Pour un grand nombre d'habitants de Washington liés de façon ou d'autre à la Russie, l'intensité de discussions selon lesquelles le Kremlin « s'est ingéré » à la présidentielle américaine de 2016 prend des proportions alarmantes. Il n'y avait pas de telles déclarations sévères depuis l'époque de la Guerre froide, affirme The Washington Post.
Cependant, certains habitants de la capitale américaine affirment pâtir de cette rhétorique antirusse. Selon eux, le fait qu'ils sont « soupçonnés par plaisanterie par d'autres Américains d'espionnage » les énerve de plus en plus.
Selon Igor Iefimov, 53 ans, directeur du département d'ingénierie biomédicale de l'Université George Washington, émigré aux États-Unis de Russie en 1992, « penser tous les jours que 140 millions de Russes sont tous devenus des méchants est inacceptable ». Bien que M. Iefimov ait voté pour Hillary Clinton, il se prononce contre les tentatives de « priver le nouveau président de légitimité » à l'aide d'un scandale autour de « ses rapports avec Moscou » qui a éclaté avant que les preuves de ces rapports soient fournies.
Il est également déçu par le fait qu'on généralise tous les Russes. « Je ne sais pas ce qui est derrière ces accusations et si la Russie est impliquée. Bien que cela ne soit pas exclu, j'insiste sur le fait qu'il faut fournir des preuves ».

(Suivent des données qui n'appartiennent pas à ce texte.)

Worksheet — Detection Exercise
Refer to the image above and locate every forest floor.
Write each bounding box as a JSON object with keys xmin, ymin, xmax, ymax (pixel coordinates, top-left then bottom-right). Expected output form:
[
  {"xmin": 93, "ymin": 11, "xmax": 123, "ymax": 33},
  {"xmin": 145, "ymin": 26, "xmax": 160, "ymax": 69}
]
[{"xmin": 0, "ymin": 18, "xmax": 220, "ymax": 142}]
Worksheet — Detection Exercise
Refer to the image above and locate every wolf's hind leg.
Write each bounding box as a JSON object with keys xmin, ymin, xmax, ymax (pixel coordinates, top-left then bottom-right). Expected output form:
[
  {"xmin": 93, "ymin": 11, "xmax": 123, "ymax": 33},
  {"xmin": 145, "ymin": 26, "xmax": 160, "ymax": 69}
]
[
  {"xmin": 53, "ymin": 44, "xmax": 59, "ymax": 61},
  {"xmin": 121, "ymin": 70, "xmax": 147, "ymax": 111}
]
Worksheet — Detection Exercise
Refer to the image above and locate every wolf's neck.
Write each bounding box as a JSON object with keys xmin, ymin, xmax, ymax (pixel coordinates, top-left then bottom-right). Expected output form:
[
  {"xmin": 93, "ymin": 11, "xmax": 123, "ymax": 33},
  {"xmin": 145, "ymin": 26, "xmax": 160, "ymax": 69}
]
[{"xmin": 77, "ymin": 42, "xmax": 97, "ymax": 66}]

Bien sûr que le public américain prête attention aux activités des diplomates, banquiers et hackers russes, continue le journal. Mais parmi les Russes et les Américains d'origine russe, dont la communauté n'est pas très grande, il y a des professeurs, des conducteurs, des coiffeurs et des hockeyeurs, auxquels « on pose les mêmes questions sur l'espionnage ».
Viktor Potapov, 68 ans, recteur de la cathédrale Saint-Jean Baptiste à Washington, estime qu'être Américain d'origine russe est la même chose que l'être à l'époque de la Guerre froide. Venu aux États-Unis en 1950, il a grandi dans la ville de Cleveland. Ses parents, activistes anticommunistes, lui conseillaient toujours de « rappeler à ses amis américains qu'il y avait une grande différence entre les Russes et le régime soviétique ».
C'est pourquoi le prêtre a salué la chute de l'URSS et l'établissement de nouvelles relations entre les États-Unis et la Russie « renée ». Mais maintenant il est préoccupé par la tension qui existe entre les deux pays. Selon lui, le problème « d'ingérence russe à la présidentielle américaine a été exagéré ». « Je me réjouis toujours si un expert revient à la raison et dit qu'il faut réfléchir sur ce qui se passe et ne pas chercher des agents de la FSB (Service fédéral russe de sécurité ‑ ndlr.) partout », a déclaré M. Potapov dans une interview accordée à Washington Post.
« Parmi les Américains russes il y a ceux qui ont peur de perdre leur emploi en raison de leur origine. C'est très triste que de telles situations se produisent dans notre pays démocratique », a-t-il déclaré.
Auparavant, Glenn Greenwald, cofondateur du magazine en ligne The Intercept a indiqué que la russophobie dans les médias américains devenait de plus en plus profitable alors que les auteurs des articles antirusses se rendaient compte des conséquences.
Cependant, un grand nombre d'experts américains exhorte la société à renoncer à la rhétorique antirusse. Steven Cohen, célèbre politologue américain dénonce « l'époque de post-maccarthisme » (Maccarthisme - période de l'histoire américaine pendant laquelle des éventuels agents, militants ou sympathisants communistes ont été poursuivis aux États-Unis) dans laquelle les États-Unis sont entrés. Selon M. Cohen, cette époque consiste à poursuivre tous les politiciens liés de façon ou d'autre à la Russie.
Le politologue souligne que les déclarations de Nikki Haley, ambassadrice américaine auprès de l'Onu, selon lesquelles « les États-Unis ne doivent jamais faire confiance à la Russie » réduisent à rien des dizaines d'années de travail consacré aux accords russo-américains sur les armements.